File:,  Node: File format,  Next: Stream format,  Prev: Algorithm,  Up: Top

6 File format

Perfection is reached, not when there is no longer anything to add, but
when there is no longer anything to take away.
-- Antoine de Saint-Exupery

   In the diagram below, a box like this:

|   | <-- the vertical bars might be missing

   represents one byte; a box like this:

|              |

   represents a variable number of bytes.

   A lzip file consists of one or more independent "members" (compressed
data sets). The members simply appear one after another in the file, with no
additional information before, between, or after them. Each member can
encode in compressed form up to 16 EiB - 1 byte of uncompressed data. The
size of a multimember file is unlimited.

   Each member has the following structure:

| ID string | VN | DS | LZMA stream | CRC32 |   Data size   |  Member size  |

   All multibyte values are stored in little endian order.

'ID string (the "magic" bytes)'
     A four byte string, identifying the lzip format, with the value "LZIP"
     (0x4C, 0x5A, 0x49, 0x50).

'VN (version number, 1 byte)'
     Just in case something needs to be modified in the future. 1 for now.

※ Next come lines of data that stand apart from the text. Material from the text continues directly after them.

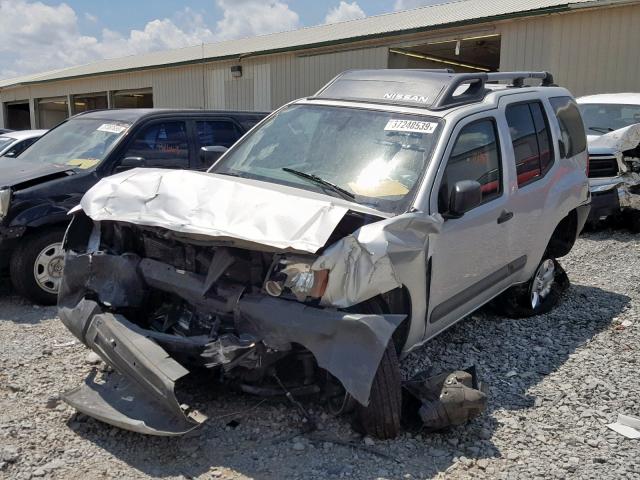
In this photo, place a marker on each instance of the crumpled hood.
(216, 206)
(620, 140)
(14, 171)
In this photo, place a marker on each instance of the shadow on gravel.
(16, 309)
(511, 356)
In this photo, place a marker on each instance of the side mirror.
(562, 148)
(209, 155)
(465, 195)
(128, 163)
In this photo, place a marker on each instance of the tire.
(518, 301)
(40, 247)
(381, 418)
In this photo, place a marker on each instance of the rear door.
(471, 261)
(531, 150)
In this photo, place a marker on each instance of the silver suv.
(343, 231)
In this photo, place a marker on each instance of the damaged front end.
(614, 170)
(151, 305)
(269, 291)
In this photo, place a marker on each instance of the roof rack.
(431, 89)
(477, 91)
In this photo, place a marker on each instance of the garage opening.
(133, 99)
(52, 111)
(89, 101)
(17, 115)
(467, 54)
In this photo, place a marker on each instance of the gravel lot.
(555, 381)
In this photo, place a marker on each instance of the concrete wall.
(588, 51)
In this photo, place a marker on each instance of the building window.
(52, 111)
(133, 99)
(89, 101)
(531, 141)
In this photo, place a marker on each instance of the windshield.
(601, 118)
(79, 143)
(371, 157)
(5, 142)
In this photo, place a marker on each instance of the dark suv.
(39, 188)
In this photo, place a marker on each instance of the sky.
(38, 36)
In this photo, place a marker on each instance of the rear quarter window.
(571, 125)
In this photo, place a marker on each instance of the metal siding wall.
(181, 87)
(593, 51)
(299, 76)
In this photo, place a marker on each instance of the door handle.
(505, 217)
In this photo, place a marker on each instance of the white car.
(13, 144)
(612, 123)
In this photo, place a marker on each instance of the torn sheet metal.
(113, 278)
(444, 400)
(620, 140)
(141, 396)
(378, 258)
(348, 345)
(225, 208)
(626, 425)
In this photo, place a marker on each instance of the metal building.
(591, 46)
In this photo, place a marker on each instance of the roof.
(430, 89)
(24, 134)
(615, 98)
(420, 19)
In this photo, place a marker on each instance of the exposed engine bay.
(296, 298)
(213, 306)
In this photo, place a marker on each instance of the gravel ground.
(555, 381)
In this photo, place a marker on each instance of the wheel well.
(564, 236)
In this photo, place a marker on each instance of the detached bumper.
(140, 395)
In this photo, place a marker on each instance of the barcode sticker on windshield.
(111, 128)
(411, 126)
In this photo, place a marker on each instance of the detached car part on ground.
(38, 188)
(344, 231)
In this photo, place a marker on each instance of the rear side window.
(475, 156)
(531, 141)
(571, 126)
(212, 133)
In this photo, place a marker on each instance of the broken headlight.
(295, 276)
(5, 200)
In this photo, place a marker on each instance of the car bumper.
(610, 195)
(9, 237)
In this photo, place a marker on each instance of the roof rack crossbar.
(477, 90)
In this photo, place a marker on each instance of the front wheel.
(539, 295)
(37, 266)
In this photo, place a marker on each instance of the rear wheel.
(381, 418)
(539, 295)
(37, 266)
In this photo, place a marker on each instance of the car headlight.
(296, 277)
(5, 200)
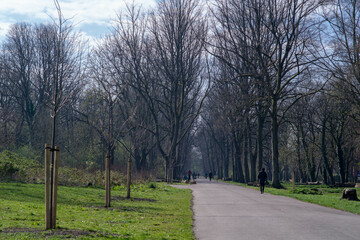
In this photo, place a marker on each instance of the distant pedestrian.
(262, 179)
(210, 176)
(189, 175)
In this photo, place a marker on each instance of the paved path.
(223, 211)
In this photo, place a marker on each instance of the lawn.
(319, 194)
(156, 211)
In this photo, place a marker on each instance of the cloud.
(83, 13)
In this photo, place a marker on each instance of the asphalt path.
(224, 211)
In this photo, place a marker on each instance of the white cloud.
(81, 12)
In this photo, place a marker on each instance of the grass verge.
(319, 194)
(156, 211)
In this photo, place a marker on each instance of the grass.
(319, 194)
(156, 211)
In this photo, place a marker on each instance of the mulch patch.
(53, 232)
(134, 199)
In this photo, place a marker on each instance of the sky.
(90, 17)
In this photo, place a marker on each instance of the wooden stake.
(54, 203)
(293, 178)
(128, 178)
(47, 187)
(107, 181)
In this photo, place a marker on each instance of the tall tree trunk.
(246, 157)
(324, 152)
(275, 145)
(238, 163)
(341, 159)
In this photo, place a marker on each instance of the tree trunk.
(324, 153)
(275, 145)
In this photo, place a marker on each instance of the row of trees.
(275, 83)
(139, 90)
(285, 91)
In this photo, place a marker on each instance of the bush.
(311, 191)
(15, 167)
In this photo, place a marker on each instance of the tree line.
(225, 86)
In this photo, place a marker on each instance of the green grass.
(319, 194)
(155, 211)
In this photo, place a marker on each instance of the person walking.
(189, 175)
(210, 176)
(262, 180)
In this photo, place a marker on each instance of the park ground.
(155, 211)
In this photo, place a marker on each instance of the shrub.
(311, 191)
(15, 167)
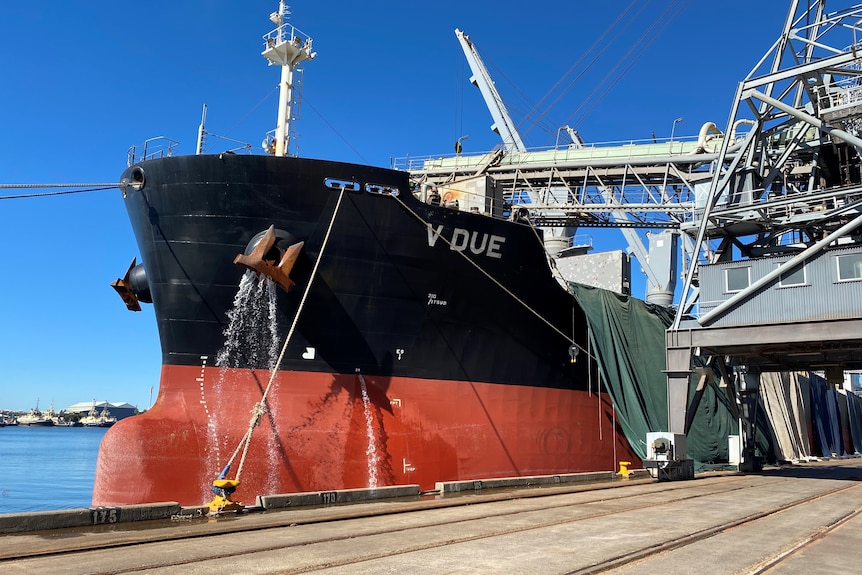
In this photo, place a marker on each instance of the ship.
(408, 340)
(37, 418)
(95, 418)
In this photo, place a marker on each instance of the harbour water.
(47, 468)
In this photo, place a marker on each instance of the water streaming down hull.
(433, 346)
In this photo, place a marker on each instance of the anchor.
(261, 259)
(133, 287)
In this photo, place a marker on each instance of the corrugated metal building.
(826, 286)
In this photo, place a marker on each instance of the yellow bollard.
(223, 488)
(624, 469)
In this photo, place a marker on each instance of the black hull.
(385, 302)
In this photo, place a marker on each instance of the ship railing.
(286, 33)
(158, 147)
(620, 150)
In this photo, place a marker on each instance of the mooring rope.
(90, 188)
(497, 282)
(260, 408)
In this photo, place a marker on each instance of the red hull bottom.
(321, 435)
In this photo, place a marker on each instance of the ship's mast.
(286, 47)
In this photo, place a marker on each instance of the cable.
(101, 187)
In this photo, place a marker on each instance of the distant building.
(118, 410)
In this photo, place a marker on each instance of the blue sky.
(84, 81)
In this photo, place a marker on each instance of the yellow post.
(624, 469)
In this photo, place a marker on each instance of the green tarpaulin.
(628, 342)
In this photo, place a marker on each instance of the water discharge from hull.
(372, 452)
(251, 338)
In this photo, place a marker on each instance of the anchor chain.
(222, 501)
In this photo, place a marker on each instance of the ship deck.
(800, 518)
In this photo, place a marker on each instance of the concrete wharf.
(803, 518)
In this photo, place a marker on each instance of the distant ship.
(95, 418)
(35, 418)
(426, 343)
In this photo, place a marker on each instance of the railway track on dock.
(771, 523)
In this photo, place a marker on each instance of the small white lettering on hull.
(463, 240)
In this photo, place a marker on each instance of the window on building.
(795, 277)
(849, 267)
(737, 279)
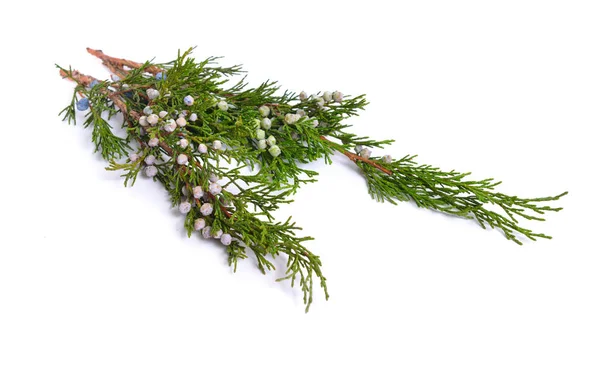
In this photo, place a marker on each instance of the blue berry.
(83, 104)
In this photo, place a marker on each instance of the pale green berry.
(274, 151)
(266, 123)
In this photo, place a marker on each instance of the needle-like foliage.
(229, 156)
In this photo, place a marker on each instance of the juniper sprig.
(229, 156)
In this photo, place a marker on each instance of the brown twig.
(85, 80)
(355, 157)
(122, 62)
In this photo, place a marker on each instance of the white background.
(95, 274)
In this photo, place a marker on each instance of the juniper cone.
(230, 156)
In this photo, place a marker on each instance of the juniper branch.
(258, 174)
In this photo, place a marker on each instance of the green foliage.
(255, 183)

'DS (coded dictionary size, 1 byte)'
     The dictionary size is calculated by taking a power of 2 (the base
     size) and subtracting from it a fraction between 0/16 and 7/16 of the
     base size.
     Bits 4-0 contain the base 2 logarithm of the base size (12 to 29).
     Bits 7-5 contain the numerator of the fraction (0 to 7) to subtract
     from the base size to obtain the dictionary size.
     Example: 0xD3 = 2^19 - 6 * 2^15 = 512 KiB - 6 * 32 KiB = 320 KiB
     Valid values for dictionary size range from 4 KiB to 512 MiB.

'LZMA stream'
     The LZMA stream, finished by an "End Of Stream" marker. Uses default
     values for encoder properties. *Note Stream format::, for a complete

'CRC32 (4 bytes)'
     Cyclic Redundancy Check (CRC) of the original uncompressed data.

'Data size (8 bytes)'
     Size of the original uncompressed data.

'Member size (8 bytes)'
     Total size of the member, including header and trailer. This field acts
     as a distributed index, improves the checking of stream integrity, and
     facilitates the safe recovery of undamaged members from multimember
     files. Lzip limits the member size to 2 PiB to prevent the data size
     field from overflowing.